Thankfully unlike the grief some hostels give, I was encouraged to do little more than sit around, read a book, chat, and drink fruit smoothies (they were very good and very cheap. Coffee with banana was a surprise hit!) For the first time in six months it was great to stay in a place that matched a proper hostel definition, with a stupid number of dorm rooms and a superb social area. As over twenty of us left the hostel one evening, the token German and fellow traveller of India kept repeating how different it all was from India. How correct he was! In the hostel I met up again with Richard, a fellow actor in the Bollywood film I did and a host of other people whose names came and went as they dispersed in every possible direction across Thailand and Asia. It made for a great time!

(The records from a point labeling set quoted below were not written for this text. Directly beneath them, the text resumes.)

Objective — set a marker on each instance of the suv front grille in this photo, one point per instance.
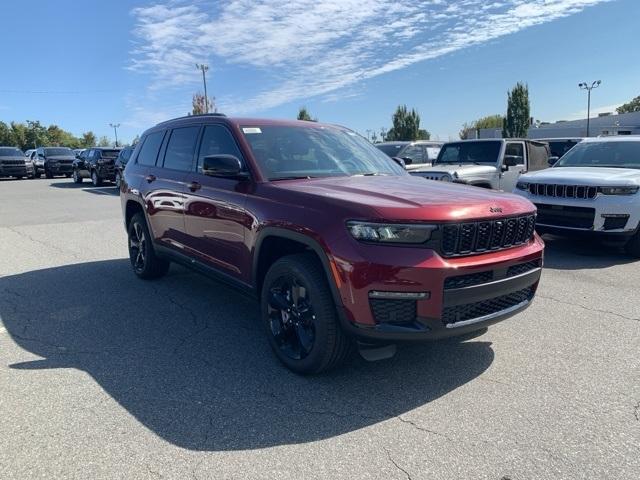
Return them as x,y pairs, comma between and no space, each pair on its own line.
566,216
563,191
393,311
478,237
470,311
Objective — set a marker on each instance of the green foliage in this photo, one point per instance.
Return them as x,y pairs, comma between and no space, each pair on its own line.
516,123
632,106
490,121
406,126
33,134
303,114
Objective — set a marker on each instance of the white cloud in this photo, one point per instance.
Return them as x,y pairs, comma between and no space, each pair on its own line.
307,48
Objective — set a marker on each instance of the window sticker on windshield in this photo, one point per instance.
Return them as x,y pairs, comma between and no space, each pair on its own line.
251,130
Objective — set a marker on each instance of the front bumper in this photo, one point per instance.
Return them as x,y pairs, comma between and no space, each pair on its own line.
458,295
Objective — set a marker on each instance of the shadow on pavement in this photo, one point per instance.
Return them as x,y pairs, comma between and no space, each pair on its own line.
106,189
576,253
187,357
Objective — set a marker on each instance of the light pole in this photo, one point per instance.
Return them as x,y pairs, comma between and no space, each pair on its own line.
205,69
115,130
588,88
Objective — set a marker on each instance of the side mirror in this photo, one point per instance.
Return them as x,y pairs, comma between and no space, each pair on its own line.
399,161
222,166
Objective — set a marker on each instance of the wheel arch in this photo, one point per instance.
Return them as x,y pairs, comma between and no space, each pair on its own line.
287,242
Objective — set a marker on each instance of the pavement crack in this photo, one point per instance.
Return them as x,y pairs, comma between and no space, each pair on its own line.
422,429
590,309
395,464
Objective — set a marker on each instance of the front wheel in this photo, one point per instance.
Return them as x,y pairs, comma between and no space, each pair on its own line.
95,179
300,318
146,264
633,245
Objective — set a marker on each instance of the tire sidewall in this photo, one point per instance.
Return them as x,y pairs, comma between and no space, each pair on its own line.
324,312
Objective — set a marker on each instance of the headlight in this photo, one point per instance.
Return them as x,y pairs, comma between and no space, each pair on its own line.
618,190
390,233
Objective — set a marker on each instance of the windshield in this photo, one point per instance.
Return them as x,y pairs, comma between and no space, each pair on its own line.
617,154
469,152
58,151
284,152
11,152
391,149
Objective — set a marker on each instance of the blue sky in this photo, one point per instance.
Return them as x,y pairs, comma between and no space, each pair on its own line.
83,65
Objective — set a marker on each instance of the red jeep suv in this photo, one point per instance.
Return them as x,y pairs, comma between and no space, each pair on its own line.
336,241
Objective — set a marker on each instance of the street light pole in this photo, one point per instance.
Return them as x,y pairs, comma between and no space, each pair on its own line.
205,69
115,130
588,88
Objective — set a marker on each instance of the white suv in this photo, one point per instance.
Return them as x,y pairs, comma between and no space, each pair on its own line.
593,189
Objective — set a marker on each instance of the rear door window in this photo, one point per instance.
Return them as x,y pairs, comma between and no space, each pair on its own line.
180,149
149,151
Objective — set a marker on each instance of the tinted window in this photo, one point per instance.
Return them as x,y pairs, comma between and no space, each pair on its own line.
470,152
414,152
217,140
618,154
11,152
182,144
315,151
149,151
515,150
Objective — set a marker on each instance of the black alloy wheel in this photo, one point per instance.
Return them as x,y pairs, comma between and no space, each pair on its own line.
291,317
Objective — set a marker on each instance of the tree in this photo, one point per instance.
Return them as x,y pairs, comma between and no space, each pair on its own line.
490,121
201,105
632,106
406,126
516,123
303,114
88,139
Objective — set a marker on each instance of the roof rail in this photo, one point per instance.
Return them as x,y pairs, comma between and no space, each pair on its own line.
193,116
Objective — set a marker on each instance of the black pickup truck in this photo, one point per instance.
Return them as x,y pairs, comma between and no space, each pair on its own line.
97,163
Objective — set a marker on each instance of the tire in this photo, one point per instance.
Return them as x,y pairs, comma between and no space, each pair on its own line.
633,245
310,340
144,261
95,179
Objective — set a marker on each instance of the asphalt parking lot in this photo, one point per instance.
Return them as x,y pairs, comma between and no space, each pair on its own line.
105,376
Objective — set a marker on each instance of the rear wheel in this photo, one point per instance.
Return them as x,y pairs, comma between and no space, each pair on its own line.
633,245
300,316
95,179
146,264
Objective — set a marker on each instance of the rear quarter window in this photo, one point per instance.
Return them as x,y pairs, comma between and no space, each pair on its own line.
150,148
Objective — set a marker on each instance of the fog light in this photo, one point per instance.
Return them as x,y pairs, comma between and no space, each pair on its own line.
400,295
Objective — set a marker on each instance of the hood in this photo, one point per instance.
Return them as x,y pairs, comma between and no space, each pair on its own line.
403,198
589,176
460,169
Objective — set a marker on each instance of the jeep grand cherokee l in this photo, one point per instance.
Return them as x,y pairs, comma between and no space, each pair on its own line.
592,190
336,241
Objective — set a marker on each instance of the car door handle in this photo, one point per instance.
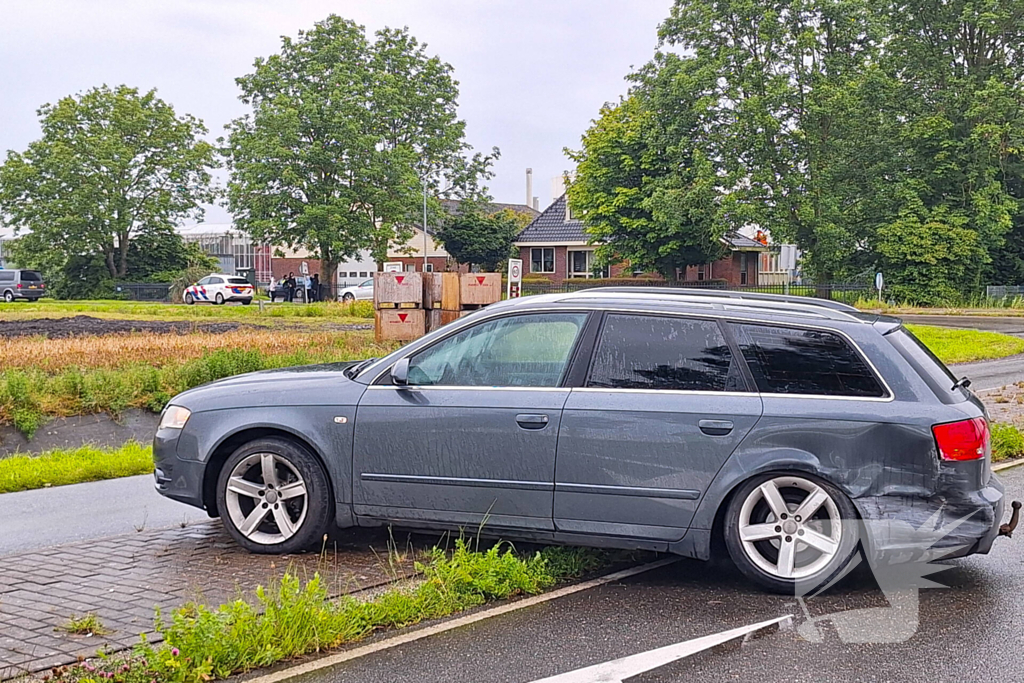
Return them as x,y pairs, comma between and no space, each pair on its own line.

On one night a number of us went to watch some Thai boxing. Disappointingly it turned out to be your typical tourist affair, with the only proper fights happening between teenagers (most I am quite sure on a huge concoction of drugs). However, whilst the fights were not as skilled as I guess the adults would be, the atmosphere from their coaches and families did make for an enjoyable time. At the end of the night, as people began to leave, there were some ‘grown up’ fights but these were shockingly choreographed. The one redeming adult fight was the three person blind boxing which was hilarious. Surrounding the ring was a huge array of bars all being run by the Thailand circus that is the lady boys. It’s a continuing confusion why in such a conservative society, it is such a common place pretty much everywhere you go.

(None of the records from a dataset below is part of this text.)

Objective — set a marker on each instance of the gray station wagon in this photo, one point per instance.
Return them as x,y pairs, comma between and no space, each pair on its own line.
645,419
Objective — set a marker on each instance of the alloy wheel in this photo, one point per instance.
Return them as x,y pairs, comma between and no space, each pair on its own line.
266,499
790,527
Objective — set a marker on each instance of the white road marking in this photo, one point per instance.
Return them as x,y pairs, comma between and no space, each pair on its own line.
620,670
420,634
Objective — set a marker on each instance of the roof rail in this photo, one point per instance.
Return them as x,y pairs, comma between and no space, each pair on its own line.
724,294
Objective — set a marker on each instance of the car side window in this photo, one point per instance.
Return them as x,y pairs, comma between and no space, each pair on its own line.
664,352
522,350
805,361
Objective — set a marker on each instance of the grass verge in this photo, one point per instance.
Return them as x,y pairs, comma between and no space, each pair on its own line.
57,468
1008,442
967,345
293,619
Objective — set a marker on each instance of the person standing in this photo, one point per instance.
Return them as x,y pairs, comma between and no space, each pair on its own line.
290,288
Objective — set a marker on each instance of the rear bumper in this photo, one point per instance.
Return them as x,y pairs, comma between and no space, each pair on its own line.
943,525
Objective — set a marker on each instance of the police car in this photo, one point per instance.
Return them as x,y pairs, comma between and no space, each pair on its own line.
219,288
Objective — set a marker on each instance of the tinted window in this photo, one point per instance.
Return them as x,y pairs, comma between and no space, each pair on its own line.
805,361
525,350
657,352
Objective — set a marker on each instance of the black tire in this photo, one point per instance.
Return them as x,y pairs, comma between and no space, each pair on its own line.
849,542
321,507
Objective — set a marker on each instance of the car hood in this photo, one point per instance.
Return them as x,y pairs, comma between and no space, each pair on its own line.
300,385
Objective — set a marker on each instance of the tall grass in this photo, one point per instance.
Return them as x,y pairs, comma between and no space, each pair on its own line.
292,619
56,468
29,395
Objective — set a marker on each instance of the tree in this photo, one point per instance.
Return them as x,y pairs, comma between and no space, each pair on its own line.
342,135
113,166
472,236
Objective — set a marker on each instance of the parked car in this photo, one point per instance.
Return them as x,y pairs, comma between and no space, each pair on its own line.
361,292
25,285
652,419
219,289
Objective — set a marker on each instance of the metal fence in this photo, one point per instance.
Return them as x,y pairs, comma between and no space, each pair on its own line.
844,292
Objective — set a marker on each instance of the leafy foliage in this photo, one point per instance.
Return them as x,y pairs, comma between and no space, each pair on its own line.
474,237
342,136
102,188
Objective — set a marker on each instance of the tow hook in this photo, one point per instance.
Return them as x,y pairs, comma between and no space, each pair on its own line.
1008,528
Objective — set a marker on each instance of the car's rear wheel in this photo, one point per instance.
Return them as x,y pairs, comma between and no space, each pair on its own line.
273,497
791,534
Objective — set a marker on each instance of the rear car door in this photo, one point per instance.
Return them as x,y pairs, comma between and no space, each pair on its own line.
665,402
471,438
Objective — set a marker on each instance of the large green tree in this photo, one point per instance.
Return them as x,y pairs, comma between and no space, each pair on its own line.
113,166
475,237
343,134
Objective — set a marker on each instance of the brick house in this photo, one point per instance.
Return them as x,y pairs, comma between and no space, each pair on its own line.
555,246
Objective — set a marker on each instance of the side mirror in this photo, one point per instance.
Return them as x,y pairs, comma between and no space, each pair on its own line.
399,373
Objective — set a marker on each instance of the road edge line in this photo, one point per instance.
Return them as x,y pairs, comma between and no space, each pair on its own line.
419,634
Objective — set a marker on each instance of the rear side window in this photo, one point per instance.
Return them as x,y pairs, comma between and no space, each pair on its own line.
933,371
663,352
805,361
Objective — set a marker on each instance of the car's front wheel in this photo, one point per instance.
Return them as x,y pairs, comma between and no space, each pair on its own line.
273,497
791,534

Chiang Mai was a great place for a few days but tired of having to sleep in a ten person dorm every night and with the hostel having such a huge turn over of people, I decided to leave a day or so early for Pai. Now if there is one enduring fact about Thailand it is that everyone loves Pai. An old hippy enclave in the middle of nowhere, surrounded by various hills and a with a cooler temperature, it’s a town of ten thousand people, all mostly running guest houses or restaurants and bars. It’s nice enough, very chilled with everything you could want within a few square meters however it symbolised a lot of the issues I have with Thailand. I am convinced that if my first Asian country was Thailand then I would have been more impressed that I have been to date, but as it turns out, its not. Which means that I can’t help but look upon Pai, for example, as a poor mans Manali or Ella, to name a couple. It doesn’t mean that it has not been enjoyable, its just with the exception of Ayutthaya, Thailand has not been able to compete with other places I have been on this trip and subsequently fallen a little flat. I’m hoping when I head down south in a few months time, it has something a little more to offer. But anyway, I digress. Pai was ok, except for when I decided to rent a bike rather than a scooter. In the heat of the day, on a full ‘American’ breakfast, cycling uphill was a rather silly idea.
In hindsight I should have stayed in Chiang Mai a little longer because due to booking complications (i.e. they were fully booked) with the rather exciting Gibbon experience in Lao, it didn’t make a lot of sense to cross the border until the 17th if March. I’ve been very lucky to date that I’ve always had something to do or somewhere to go and not had to burn any length of time. Unfortunately though as I headed up to Chiang Rai, near the border, that is what I would end up having to do.